Moussa Mara est membre, avec son parti Yelema, de la Déclaration du 31 mars. Il ne cache pas sa colère et son effroi : « C'est un jour triste pour la démocratie malienne, si tant est qu'on peut encore parler de démocratie, pose l'ancien Premier ministre. Depuis quelques mois, c'est la tendance des autorités de notre pays à restreindre profondément les libertés publiques et à tenter de réduire au silence toutes les voix dissonantes qui ne sont pas des voix d'applaudissements. »

Moussa Mara poursuit : « Dans le cas présent, il s'agit d'une réunion de responsables politiques dans un domicile privé. Et la Constitution de notre pays, promulguée par les autorités de la transition, stipule en son article 12 que le domicile privé est inviolable, sauf dans le cadre de procédures légales. En la matière, ils ont été arrêtés dans des conditions où un mandat n'a pas été présenté, et où rien ne leur a été signifié. Ils ont été conduits manu militari dans un commissariat, et ensuite inculpés. »

Il conclut : « Donc, les conditions dans lesquelles ils ont été arrêtés ne respectent pas la loi. Ce sont des acteurs politiques qui ont décidé de se battre pour la démocratie, qui ont décidé de se battre pour contester le décret pris pour suspendre les activités politiques dans notre pays, et qui sont en train d'utiliser des voix légales ! C'est un dangereux précédent, et il faut que nos autorités se ressaisissent. »

« Les gens ont peur de parler »

Mahamadou Konaté est quant à lui vice-président du parti M5-RFP Mali Kura [2], membre de la Déclaration du 31 mars. « Je suis indigné, comme tout citoyen malien épris de justice et de liberté, déplore-t-il. Nos camarades ont été arrêtés lors d'une réunion dans un domicile privé, inviolable en vertu des lois en vigueur au Mali, sans mandat ! Ce qui nous arrive est vraiment déplorable. Nous souhaitons que les autorités en place de la transition abandonnent ces poursuites, parce qu'elles ne sont pas, à notre sens, fondées, et elles ne sont pas de nature à renforcer la cohésion sociale ou même à faciliter le dialogue avec la classe politique ».
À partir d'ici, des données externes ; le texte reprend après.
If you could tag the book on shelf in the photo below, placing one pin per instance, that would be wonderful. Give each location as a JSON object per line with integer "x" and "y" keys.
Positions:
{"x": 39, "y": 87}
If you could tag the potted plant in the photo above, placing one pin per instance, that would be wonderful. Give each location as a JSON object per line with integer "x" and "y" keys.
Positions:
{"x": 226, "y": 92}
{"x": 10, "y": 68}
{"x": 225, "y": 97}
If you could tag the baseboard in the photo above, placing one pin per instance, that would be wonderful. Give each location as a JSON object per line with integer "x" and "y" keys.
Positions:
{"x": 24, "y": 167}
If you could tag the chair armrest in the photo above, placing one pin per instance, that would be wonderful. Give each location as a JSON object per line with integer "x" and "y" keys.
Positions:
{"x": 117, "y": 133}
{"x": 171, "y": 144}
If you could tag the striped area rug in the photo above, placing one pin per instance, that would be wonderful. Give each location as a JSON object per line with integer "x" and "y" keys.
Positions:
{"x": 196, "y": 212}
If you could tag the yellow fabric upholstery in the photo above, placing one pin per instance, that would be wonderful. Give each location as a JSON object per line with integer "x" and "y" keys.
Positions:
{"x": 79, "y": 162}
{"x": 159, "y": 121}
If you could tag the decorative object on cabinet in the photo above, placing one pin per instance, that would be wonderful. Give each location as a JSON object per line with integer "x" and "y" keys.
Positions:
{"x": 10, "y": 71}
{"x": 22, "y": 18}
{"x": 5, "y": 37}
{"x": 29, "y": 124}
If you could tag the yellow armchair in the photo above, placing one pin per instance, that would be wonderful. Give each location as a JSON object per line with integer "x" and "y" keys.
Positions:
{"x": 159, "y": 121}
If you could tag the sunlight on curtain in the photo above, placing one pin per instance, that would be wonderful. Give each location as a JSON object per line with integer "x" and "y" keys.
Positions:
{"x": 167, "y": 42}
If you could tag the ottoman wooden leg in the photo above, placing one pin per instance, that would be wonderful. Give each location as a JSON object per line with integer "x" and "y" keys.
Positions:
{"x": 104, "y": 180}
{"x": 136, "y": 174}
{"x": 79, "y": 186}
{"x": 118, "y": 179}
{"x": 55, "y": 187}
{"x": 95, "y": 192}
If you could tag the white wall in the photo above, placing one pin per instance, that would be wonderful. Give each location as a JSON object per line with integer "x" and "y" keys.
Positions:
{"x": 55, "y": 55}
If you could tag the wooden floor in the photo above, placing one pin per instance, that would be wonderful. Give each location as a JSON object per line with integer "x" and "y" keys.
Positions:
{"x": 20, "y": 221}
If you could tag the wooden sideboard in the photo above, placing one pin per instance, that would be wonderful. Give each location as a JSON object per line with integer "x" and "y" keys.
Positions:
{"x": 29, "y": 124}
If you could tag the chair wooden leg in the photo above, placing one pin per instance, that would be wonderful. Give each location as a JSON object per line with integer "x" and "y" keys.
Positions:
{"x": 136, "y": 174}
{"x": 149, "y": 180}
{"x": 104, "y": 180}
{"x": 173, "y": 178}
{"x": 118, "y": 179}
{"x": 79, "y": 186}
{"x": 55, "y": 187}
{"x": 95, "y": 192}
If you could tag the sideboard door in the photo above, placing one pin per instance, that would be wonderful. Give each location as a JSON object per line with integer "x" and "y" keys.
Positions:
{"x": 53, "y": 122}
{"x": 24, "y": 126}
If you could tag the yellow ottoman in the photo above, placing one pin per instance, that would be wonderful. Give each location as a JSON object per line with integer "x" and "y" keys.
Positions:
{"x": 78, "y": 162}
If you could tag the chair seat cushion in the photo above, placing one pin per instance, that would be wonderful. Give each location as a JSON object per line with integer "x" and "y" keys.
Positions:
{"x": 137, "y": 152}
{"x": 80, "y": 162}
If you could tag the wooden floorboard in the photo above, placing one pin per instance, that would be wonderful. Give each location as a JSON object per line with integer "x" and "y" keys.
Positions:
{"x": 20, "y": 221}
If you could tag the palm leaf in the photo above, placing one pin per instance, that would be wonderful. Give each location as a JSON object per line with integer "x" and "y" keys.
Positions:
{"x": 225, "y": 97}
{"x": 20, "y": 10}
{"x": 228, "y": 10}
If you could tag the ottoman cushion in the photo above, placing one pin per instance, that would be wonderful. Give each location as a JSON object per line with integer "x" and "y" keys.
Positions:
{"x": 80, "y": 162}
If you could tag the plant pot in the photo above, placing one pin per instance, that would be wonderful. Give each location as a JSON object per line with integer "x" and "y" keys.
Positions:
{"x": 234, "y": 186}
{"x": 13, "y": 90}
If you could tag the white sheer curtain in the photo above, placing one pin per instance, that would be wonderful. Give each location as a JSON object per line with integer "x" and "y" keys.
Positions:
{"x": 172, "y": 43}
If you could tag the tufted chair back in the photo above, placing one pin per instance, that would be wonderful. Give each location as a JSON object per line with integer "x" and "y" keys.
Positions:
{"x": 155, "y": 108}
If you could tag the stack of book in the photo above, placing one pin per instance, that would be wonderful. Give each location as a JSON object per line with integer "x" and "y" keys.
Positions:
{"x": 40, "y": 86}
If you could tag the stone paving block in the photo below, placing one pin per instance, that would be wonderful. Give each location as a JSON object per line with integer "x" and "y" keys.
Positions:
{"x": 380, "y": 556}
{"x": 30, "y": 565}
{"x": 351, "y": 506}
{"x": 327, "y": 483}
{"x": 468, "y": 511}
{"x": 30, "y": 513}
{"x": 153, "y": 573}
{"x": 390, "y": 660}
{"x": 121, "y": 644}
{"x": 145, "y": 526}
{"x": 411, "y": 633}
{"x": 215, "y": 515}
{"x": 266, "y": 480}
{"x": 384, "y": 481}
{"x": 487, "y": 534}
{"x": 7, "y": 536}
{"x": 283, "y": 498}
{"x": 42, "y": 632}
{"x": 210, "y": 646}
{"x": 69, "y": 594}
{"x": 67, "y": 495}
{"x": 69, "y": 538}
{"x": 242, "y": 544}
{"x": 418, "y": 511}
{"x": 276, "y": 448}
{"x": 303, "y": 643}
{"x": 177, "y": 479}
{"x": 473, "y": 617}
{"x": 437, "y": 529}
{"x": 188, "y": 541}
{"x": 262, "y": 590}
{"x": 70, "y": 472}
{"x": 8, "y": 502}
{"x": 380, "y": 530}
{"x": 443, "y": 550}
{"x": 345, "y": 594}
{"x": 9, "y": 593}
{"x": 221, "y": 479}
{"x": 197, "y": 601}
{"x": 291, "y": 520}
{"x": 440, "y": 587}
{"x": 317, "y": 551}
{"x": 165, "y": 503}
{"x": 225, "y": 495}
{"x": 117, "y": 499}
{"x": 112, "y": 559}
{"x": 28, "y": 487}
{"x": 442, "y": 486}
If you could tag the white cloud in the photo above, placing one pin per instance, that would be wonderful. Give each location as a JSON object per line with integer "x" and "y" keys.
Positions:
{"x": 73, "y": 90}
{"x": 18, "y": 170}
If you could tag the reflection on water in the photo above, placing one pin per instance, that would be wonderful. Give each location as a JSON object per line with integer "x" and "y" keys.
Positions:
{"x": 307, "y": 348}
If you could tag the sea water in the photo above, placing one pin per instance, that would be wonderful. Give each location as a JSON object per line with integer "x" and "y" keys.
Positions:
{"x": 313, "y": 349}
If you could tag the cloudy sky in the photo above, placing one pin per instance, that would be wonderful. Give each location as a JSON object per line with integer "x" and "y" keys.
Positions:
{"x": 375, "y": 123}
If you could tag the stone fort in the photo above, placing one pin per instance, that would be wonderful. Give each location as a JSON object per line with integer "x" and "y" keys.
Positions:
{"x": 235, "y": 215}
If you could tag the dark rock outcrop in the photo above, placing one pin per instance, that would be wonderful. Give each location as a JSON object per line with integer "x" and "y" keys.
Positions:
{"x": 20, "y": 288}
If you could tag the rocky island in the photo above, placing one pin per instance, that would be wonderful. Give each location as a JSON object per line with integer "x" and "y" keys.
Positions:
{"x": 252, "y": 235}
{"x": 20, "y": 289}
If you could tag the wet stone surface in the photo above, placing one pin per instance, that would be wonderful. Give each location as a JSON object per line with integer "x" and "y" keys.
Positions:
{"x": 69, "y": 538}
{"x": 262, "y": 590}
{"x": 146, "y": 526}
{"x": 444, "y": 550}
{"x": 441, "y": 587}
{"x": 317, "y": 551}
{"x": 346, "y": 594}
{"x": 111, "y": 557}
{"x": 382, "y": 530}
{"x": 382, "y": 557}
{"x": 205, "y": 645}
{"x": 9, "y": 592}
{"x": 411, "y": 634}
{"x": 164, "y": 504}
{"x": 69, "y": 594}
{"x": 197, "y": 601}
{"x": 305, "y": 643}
Cet enseignant-chercheur de métier, qui a choisi de s'impliquer en politique, dénonce des inculpations injustifiées : « Quand vous regardez les chefs d'accusation, je pense qu'il y a une mauvaise interprétation de la loi, qui voudrait incriminer toute attitude ou expression critique de l'autorité légitime en place, alors que la Constitution malienne consacre la liberté d'expression et la liberté d'opinion. »

Il lance : « Actuellement, il y a une sorte de psychose qui s'installe au sein de la classe politique, et même au dehors. Partout, vous pouvez sentir que les gens ont peur de parler, les gens ont peur de critiquer. Ce n'est pas quelque chose de bien, ni pour le vivre-ensemble, ni pour les autorités elles-mêmes, parce qu'il ne sert à rien de diriger un peuple qui se sent bâillonné, qui se sent contraint. »

[1] Le Mali a adopté il y a un an une nouvelle Constitution. Le communiqué fait référence à l'ancien et au nouveau texte fondamental.

[2] Une dissidence qui s'est affranchie en 2022 du M5-RFP « originel » de l'actuel Premier ministre de Transition Choguel Maïga, lequel a lui-même connu depuis de nouvelles divisions.